Assigning a Captioner to Zoom Breakout Rooms

  1. Click Meeting Participants.
  2. Click the captioner’s name.
  3. Click More.
  4. Click Assign to type Closed Caption.
  5. Once captioner is assigned, it is not necessary to reassign the captioner when moving to a breakout room.
  6. Open breakout room. Be sure to move your captioner to that room.
  7. Click Breakout Room.
  8. Assign your captioner to the breakout room.
  9. Click Open All Rooms when ready to move to breakout rooms.
  10. Once in breakout room, captioner clicks the cc button and then clicks on the bottom portion of the screen and begins to caption.
  11. To view captions, users must click the up arrow to the right of the cc button and then click View Subtitles and/or View Full Transcript.
  12. When returning to main room, captioner and users must repeat step 11 to view full captions.

Users Guide to StreamText

  1. Click on the URL assigned by the provider.
  2. Note: This link can be opened on a laptop, tablet, or smartphone. If you have trouble opening the link, try using a different internet search engine  (Google, IE, Firefox, Bing, etc.)
  3. After opening the realtime page, you will see a green checkmark in the lower right corner to indicate you are connected. If you see a yellow circle and exclamation point, you are not connected.
  4.  Tabs at the top of the screen that will allow you to change the appearance of your realtime screen. Click on Theme, Font Size, Font Family, Background, and Text Color to personalize the appearance of the realtime page.
  5. If you uncheck the box under Scroll, realtime text will stop scrolling.
  6. Click View Transcript to go back and review the text. While you are viewing the transcript, realtime captions continue to run in the background. To return to realtime, simply close the transcript.

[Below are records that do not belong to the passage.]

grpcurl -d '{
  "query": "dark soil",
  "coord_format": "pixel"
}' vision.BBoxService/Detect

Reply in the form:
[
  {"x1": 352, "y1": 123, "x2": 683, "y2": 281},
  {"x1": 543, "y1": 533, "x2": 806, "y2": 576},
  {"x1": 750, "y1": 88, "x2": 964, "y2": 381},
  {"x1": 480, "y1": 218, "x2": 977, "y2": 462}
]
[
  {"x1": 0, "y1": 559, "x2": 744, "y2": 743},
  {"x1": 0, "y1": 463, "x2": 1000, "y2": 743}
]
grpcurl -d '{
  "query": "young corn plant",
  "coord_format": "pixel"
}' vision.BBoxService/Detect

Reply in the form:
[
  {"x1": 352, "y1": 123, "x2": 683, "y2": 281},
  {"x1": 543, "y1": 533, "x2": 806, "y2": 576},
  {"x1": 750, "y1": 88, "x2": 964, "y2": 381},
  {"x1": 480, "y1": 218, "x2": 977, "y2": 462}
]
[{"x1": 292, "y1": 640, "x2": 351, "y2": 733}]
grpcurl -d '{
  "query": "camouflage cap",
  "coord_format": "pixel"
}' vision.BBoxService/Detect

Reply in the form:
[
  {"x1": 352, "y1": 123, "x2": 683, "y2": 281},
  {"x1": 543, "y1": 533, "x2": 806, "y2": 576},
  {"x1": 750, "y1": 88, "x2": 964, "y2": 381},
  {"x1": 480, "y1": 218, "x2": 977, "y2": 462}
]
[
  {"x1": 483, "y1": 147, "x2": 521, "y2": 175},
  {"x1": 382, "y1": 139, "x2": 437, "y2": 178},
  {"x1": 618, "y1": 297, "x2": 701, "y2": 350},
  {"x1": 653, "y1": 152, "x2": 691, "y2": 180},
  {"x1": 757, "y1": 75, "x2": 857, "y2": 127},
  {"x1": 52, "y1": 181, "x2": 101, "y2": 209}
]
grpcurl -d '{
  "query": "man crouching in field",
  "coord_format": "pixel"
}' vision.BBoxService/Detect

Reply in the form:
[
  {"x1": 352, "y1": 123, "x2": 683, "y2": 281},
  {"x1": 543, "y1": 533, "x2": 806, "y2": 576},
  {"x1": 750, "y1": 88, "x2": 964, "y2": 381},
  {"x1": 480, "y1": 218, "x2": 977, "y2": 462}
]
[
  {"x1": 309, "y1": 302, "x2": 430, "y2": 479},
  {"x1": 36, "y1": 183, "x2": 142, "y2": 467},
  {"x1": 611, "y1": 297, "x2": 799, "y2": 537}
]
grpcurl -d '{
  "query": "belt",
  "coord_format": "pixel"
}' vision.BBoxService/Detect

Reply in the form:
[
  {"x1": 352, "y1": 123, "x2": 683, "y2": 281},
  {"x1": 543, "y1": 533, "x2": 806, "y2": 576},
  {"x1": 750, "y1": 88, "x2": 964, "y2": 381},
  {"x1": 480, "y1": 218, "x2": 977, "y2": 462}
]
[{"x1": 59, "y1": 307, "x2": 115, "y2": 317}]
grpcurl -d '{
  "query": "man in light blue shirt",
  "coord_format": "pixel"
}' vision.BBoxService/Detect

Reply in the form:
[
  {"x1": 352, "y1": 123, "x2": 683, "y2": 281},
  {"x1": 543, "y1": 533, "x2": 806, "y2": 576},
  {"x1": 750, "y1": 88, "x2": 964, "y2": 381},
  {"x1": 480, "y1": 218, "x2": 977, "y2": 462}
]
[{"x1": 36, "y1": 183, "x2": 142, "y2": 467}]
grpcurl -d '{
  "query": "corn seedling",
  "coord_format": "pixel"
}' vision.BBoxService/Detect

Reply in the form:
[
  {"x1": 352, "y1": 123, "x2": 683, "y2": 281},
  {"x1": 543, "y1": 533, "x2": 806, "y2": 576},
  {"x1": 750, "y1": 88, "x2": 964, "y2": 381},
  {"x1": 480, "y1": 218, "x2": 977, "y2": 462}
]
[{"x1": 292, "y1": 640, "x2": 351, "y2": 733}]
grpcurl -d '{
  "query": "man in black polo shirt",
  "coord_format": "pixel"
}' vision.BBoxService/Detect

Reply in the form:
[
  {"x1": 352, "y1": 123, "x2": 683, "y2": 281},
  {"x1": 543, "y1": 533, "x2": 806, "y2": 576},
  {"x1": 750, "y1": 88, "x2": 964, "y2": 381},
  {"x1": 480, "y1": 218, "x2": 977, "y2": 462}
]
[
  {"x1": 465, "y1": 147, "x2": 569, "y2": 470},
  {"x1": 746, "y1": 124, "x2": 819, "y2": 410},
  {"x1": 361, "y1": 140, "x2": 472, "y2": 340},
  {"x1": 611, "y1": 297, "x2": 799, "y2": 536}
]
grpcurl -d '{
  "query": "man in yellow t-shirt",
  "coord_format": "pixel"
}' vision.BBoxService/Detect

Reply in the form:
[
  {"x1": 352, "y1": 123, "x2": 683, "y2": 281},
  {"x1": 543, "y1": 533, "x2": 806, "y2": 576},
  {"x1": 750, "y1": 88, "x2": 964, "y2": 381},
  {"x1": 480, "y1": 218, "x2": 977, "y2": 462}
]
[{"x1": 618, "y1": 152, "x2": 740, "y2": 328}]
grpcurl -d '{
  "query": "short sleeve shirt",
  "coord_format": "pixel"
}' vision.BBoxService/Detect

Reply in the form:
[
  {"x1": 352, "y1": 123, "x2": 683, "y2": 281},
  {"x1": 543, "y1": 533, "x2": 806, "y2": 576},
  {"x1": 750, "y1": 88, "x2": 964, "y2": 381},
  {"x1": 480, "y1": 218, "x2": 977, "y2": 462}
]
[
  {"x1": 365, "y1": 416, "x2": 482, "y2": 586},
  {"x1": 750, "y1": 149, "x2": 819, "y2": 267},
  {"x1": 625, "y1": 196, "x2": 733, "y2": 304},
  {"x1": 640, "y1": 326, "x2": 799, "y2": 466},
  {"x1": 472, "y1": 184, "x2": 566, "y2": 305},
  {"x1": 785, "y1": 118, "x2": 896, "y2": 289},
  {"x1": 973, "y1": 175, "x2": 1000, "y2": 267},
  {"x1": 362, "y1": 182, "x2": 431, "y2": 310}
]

Assigning an ASL Interpreter to a Webinar or Meeting

Some attendees may request American Sign Language (ASL) interpreters for a meeting or webinar. You will need to hire an ASL interpreter from a third-party provider. Many at the ABA use ACS (Alternative Communication Service). For webinars, the host will need to make the interpreter part of the panelist group, following the instructions above under the heading “Assign a Captioner to a Zoom Webinar.”

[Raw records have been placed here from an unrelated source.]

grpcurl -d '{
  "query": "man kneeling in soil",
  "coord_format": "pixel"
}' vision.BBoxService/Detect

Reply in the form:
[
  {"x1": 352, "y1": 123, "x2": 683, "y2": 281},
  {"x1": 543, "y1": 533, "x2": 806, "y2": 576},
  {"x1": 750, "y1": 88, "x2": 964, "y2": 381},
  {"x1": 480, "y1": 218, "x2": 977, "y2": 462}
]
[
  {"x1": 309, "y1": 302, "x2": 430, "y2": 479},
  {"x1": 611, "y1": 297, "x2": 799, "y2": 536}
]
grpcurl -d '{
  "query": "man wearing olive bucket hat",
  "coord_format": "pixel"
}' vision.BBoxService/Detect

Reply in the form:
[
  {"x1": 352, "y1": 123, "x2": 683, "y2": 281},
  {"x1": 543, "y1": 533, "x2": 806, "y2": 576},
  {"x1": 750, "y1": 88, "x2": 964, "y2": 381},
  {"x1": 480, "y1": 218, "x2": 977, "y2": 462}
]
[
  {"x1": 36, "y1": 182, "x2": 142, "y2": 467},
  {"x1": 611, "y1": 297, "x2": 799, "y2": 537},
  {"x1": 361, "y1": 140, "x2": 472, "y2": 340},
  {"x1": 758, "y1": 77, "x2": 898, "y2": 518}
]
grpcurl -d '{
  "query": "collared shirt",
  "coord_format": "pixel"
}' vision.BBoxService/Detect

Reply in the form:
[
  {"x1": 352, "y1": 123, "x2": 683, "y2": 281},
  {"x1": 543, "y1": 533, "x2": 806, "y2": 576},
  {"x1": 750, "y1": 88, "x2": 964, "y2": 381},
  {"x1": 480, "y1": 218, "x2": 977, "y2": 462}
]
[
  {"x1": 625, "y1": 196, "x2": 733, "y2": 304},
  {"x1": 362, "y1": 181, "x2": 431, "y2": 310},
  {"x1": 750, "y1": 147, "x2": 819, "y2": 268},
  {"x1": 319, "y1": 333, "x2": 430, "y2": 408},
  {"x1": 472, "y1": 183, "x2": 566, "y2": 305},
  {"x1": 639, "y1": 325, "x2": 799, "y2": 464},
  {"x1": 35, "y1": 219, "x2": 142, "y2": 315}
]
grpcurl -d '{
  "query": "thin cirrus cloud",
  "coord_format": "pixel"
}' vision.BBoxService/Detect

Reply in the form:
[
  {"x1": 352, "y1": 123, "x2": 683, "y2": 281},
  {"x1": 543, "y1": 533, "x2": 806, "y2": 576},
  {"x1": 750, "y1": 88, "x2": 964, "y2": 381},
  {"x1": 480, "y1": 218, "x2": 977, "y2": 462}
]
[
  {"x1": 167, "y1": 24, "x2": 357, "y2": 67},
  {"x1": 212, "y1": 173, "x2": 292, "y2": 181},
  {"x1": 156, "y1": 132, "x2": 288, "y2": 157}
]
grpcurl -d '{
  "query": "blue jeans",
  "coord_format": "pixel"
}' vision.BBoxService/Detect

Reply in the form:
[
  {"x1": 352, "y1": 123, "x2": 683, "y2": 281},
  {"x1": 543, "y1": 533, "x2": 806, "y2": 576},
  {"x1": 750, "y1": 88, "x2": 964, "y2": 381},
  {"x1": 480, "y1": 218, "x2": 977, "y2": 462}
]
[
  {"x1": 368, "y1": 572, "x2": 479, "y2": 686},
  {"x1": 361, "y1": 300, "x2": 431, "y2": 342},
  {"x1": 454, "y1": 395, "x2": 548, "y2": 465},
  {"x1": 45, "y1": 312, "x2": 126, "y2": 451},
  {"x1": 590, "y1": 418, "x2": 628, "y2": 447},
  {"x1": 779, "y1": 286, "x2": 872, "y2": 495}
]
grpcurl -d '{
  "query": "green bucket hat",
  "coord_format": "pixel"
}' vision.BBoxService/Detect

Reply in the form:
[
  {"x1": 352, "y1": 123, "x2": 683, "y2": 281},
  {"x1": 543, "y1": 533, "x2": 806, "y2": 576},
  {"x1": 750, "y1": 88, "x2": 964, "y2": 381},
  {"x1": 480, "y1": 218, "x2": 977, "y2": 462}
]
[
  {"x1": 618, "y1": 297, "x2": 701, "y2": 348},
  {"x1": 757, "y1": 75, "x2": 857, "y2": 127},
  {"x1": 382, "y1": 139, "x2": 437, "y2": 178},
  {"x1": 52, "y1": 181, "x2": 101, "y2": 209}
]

For meetings, the interpreter must join the meeting as a participant. For easy identification, “interpreter” should appear after the interpreter’s name. The host must ensure that the deaf person is able to “pin” the interpreter in order to see the interpreter at all times. Be sure to alert all participants that you will have an ASL interpreter, provide the interpreter’s name so they can find the interpreter, and include instructions on how to pin the interpreter.

How to Pin an ASL Interpreter on Zoom

The pin screen allows you to disable active speaker view and only view a specific speaker. Pinning another user’s video only affects your local view in the Zoom Room, not the view of other participants and does not affect cloud recordings.


  1. Start a new or scheduled meeting.
  2. Tap Manage Participant on the Zoom Room Controller.  Tap the Host or Participant’s name > tap Pin Video.
  3. If you have multiple screens in your Zoom Room, you can choose which screen to pin the video to.